Multi-Market Approved Product
The Draft Guidance discusses how a manufacturer could import a "multi-market approved product" or "MMA product." FDA describes an MMA product to be an FDA-approved prescription drug that: (1) was originally manufactured outside the U.S. and authorized for marketing by another country's regulatory authority; (2) is the subject of a supplement to an NDA or a biologics license application (BLA); (3) is imported into the U.S. and authorized by the manufacturer to be imported into the U.S.; (4) continues to meet the quality standards for marketing in its originally intended market; and (5) differs from the FDA-approved drug or FDAlicensed biological product only with regard to a labeling statement.

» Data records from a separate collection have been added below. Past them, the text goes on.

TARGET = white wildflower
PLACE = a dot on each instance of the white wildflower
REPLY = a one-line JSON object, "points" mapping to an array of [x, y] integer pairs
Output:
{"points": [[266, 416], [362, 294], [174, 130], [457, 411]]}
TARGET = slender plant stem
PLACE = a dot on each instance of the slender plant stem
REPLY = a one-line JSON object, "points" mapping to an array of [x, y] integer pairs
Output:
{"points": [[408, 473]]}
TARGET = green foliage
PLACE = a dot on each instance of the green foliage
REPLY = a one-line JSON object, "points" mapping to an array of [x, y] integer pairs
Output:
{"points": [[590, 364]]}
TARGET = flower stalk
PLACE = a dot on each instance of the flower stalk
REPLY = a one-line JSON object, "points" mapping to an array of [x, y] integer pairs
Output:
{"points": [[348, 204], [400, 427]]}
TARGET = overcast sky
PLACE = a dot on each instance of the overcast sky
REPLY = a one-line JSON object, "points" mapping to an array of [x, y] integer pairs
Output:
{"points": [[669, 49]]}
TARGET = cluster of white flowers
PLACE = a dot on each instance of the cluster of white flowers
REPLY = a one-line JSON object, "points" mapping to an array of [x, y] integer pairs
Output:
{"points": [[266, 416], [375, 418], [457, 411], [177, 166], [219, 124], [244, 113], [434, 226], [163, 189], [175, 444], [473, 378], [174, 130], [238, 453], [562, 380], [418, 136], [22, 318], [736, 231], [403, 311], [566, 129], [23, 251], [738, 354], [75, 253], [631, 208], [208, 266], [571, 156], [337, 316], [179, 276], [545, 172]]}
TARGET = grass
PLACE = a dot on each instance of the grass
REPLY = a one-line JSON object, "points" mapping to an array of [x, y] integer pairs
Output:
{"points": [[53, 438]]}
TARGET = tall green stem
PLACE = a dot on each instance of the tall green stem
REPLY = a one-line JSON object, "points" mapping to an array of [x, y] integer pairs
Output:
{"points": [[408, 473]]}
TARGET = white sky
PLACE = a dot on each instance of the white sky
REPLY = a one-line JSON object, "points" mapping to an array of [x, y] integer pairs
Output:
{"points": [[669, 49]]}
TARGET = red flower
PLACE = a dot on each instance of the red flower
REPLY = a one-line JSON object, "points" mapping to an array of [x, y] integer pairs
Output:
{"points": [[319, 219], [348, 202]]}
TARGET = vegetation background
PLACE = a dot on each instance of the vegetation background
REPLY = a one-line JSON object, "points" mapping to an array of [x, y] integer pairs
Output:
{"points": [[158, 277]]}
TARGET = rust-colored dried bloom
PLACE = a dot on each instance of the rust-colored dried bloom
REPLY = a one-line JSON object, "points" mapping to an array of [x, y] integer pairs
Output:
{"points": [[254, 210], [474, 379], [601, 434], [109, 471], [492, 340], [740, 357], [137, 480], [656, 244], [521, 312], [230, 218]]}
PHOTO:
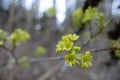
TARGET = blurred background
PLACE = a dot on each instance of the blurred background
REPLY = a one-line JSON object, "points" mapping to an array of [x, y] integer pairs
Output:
{"points": [[47, 21]]}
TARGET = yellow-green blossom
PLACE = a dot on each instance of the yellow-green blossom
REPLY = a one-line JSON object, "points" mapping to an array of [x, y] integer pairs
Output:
{"points": [[71, 60], [76, 48], [77, 17], [86, 60], [72, 37], [67, 42]]}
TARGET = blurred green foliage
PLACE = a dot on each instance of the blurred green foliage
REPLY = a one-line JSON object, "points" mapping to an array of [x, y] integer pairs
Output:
{"points": [[19, 36], [51, 12], [40, 51]]}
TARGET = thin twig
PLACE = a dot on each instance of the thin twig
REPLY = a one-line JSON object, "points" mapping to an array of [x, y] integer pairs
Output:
{"points": [[46, 59]]}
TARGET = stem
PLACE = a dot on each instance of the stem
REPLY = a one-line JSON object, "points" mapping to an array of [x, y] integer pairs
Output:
{"points": [[104, 49]]}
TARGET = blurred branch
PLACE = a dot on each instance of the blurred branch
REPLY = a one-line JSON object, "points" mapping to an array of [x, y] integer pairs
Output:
{"points": [[11, 16], [12, 51], [46, 59], [104, 49]]}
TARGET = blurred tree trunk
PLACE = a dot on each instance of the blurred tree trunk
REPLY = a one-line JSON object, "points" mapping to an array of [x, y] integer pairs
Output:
{"points": [[11, 17]]}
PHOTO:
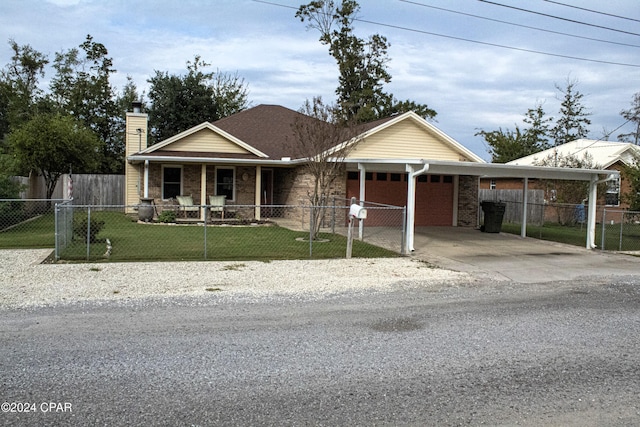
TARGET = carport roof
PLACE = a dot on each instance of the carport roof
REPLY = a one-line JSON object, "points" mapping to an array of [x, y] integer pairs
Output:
{"points": [[483, 170]]}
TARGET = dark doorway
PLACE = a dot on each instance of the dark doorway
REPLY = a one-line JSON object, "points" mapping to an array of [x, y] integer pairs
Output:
{"points": [[266, 196]]}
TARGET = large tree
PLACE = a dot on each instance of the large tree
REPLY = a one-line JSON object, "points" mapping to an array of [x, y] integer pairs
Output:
{"points": [[362, 64], [82, 88], [324, 140], [19, 91], [53, 144], [633, 116], [181, 102], [573, 120]]}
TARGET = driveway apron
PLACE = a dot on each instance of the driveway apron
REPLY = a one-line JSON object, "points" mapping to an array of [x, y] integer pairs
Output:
{"points": [[507, 257]]}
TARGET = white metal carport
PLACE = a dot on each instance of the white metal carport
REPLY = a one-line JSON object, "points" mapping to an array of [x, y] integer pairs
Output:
{"points": [[416, 168]]}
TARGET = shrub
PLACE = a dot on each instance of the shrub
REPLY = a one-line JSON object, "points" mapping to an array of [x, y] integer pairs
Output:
{"points": [[167, 216], [80, 228]]}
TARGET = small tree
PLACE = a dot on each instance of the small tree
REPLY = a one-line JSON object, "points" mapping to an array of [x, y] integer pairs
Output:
{"points": [[508, 145], [568, 192], [324, 139], [574, 117], [633, 116], [50, 144]]}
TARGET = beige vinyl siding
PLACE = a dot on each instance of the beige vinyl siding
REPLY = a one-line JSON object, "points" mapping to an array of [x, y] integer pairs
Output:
{"points": [[405, 140], [205, 141]]}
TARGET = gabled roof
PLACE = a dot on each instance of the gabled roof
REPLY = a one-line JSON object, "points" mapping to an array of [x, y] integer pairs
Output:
{"points": [[206, 125], [380, 125], [603, 153], [267, 128], [266, 134]]}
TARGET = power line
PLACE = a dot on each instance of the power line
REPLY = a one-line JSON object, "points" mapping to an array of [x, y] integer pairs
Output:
{"points": [[469, 40], [559, 17], [592, 11], [519, 25], [498, 45]]}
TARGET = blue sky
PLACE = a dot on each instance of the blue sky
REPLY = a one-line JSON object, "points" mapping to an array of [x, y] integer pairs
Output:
{"points": [[471, 85]]}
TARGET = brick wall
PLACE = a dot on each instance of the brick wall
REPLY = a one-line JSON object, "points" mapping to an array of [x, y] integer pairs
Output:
{"points": [[468, 201]]}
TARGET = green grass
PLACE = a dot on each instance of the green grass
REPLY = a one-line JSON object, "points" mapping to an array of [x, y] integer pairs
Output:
{"points": [[132, 241], [32, 234], [577, 235]]}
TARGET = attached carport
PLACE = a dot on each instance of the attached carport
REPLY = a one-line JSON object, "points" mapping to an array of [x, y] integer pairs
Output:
{"points": [[415, 168]]}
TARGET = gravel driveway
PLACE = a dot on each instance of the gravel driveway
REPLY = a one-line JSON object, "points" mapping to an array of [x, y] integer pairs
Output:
{"points": [[26, 282]]}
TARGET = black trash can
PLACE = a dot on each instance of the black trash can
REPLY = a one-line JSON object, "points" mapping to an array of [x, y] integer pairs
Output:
{"points": [[493, 214]]}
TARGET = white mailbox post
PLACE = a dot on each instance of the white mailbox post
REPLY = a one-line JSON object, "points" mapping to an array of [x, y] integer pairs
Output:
{"points": [[356, 212]]}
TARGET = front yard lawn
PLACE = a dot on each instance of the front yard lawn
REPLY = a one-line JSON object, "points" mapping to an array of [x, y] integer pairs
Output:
{"points": [[132, 241]]}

Recommendations for MMA Products
The Draft Guidance proposes a number of recommendations before a manufacturer could introduce a MMA product into the U.S.
- Submission of a Supplement: The Draft Document recommends that an applicant seeking to market an MMA product under an NDA or BLA submit a labeling supplement to FDA. The supplement should include an "attestation" to demonstrate that the MMA product is an FDA-approved product. FDA notes that a drug offered as a MMA product without an approved supplement may be refused admission.
- New NDC: The manufacturer should propose a new NDC for the MMA product, which should include changes to either the labeler code or product code. FDA notes that to avoid confusion between different product packages with the same name, the change to the NDC "should not be solely with the package code."
- Labeling Statement: FDA recommends that the labeling of the MMA product must match FDA-approved labeling, except that the product should include a statement to differentiate the drug from other drugs that are not the subject of the guidance.
Interested stakeholders should consider submitting written comments to the dockets for the NPRM and the Draft Guidance. The deadline for comments to the NPRM is 75 days from publication in the Federal Register. Comments to the Draft Guidance are due 60 days from publication of the notice in the Federal Register.